嗯……地震吗?……不行啊,爬不起来,很晚才睡的……
“小嘉……小嘉……地震……你去躲就好,让妈咪继续睡哦……”呢喃的声音,还在睡梦中,死都不愿醒过来。
陆莹莹在赫连广仁的怀里磨磨蹭蹭,然后把脸儿深埋进他胸怀里,直到不见光线。
赫连广仁低头看她一眼,走出电梯,闇已经开了车门等在那儿。
“先回去,你找个医生过来。”他低声交代,抱著陆莹莹进入车子里。
“是。”砰地一声,闇把车门关上,回到驾驶座,把车子开出地下室。
他怀里的人儿在听到声响时震动了一下,微微攒眉,眼睛依然紧闭,嘴里喃喃,“小嘉,躲好哦……爆炸了……嗯……躲到衣柜好了……”
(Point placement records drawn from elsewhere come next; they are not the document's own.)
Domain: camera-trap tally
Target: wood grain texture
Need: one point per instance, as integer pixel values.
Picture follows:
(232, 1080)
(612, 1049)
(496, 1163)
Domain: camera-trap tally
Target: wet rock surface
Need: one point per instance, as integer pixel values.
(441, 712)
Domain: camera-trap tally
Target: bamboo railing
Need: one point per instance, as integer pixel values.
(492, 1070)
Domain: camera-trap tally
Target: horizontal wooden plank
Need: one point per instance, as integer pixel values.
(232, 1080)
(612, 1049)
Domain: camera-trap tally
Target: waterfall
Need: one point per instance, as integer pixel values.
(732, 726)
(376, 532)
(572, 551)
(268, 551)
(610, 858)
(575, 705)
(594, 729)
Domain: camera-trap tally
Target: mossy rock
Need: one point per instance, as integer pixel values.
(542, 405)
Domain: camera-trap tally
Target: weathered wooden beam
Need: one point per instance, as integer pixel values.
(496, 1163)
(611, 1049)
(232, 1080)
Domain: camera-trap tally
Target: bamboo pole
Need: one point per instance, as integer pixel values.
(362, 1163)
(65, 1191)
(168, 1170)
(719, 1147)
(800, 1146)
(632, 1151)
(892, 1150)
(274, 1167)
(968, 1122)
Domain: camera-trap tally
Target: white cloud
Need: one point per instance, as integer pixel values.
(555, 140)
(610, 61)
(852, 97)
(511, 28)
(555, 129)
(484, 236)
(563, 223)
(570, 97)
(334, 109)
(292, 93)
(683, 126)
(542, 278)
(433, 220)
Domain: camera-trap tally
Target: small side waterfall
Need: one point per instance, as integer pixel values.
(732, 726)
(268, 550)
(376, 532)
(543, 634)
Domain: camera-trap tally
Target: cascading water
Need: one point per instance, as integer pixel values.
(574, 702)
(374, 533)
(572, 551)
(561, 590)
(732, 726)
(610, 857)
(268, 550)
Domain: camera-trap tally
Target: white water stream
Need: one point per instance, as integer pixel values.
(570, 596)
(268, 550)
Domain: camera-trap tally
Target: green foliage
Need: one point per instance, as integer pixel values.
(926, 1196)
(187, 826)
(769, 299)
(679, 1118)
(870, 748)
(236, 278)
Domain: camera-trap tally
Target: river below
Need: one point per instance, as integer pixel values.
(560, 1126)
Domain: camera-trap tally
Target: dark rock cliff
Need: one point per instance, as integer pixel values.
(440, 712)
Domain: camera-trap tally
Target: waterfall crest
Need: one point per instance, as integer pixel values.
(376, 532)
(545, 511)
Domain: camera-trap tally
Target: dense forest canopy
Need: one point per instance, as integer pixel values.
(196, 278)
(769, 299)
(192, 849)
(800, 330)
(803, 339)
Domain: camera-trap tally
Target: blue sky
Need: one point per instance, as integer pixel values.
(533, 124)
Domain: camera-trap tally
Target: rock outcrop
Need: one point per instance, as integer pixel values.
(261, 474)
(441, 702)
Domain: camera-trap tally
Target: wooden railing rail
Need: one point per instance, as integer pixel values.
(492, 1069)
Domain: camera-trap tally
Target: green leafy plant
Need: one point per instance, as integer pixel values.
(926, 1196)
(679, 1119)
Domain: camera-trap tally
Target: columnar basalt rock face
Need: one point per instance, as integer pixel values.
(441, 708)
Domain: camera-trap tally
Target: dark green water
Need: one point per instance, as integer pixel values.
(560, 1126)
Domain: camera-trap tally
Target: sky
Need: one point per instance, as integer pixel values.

赫连广仁拉出她受伤的那只手。整个掌心伤痕累累,缝合的线还未拆,伤口有点发炎了。他眯起了眼,缓缓握紧她的手腕──
“啊!好痛、好痛哦……”陆莹莹哀哀叫,总算醒了过来。
“早安。”
浑厚的低沉嗓音贯穿耳膜,原是迷惑她的悦音,此时此刻却成了魔魅穿脑的声音,听得她头皮发麻,全身莫名的冷!她张开眼睛,接触到一双青眸,不是她儿子那双温暖的青瞳,而是透过镜片严厉肃穆的青冷眼神──陆莹莹一阵莫名,一阵恍惚,没一下子就完全清醒了!
她若无其事地溜开目光,先看看身在何处……玻璃窗外迅速移动的街景,她在他的休旅车内,闇负责驾驶……她完全没想到会有这种下场。
“……广仁,你好早哦。”笑,盈盈一笑,赶紧想接下来该怎么办?她可是还没想过万一被逮到该如何应付他,既然要跑,怎么可能去想会被他逮到──这家伙居然连警官的家都敢闯,简直无法无天。
“出来度假?”他瞅著她,好心地给她找来台阶。
“嗯!对啊、对啊,好巧哦!”她才不管他是不是冷讽她呢,赶紧顺著梯子下了再说,“我今天就要回去了,没想到你就来接我们了。我们真是心有灵犀呢。”她转头看了看,车上怎么……“小嘉呢?”
她的心跳顿时漏了一拍!
“凛和秉会带他回去。”赫连广仁淡淡地说。
陆莹莹松了口气,突然发现自己全身包著被子紧贴在他怀里,她脸生热,赶紧松掉薄被,移动身子从他腿上爬起来,坐到旁边的座位。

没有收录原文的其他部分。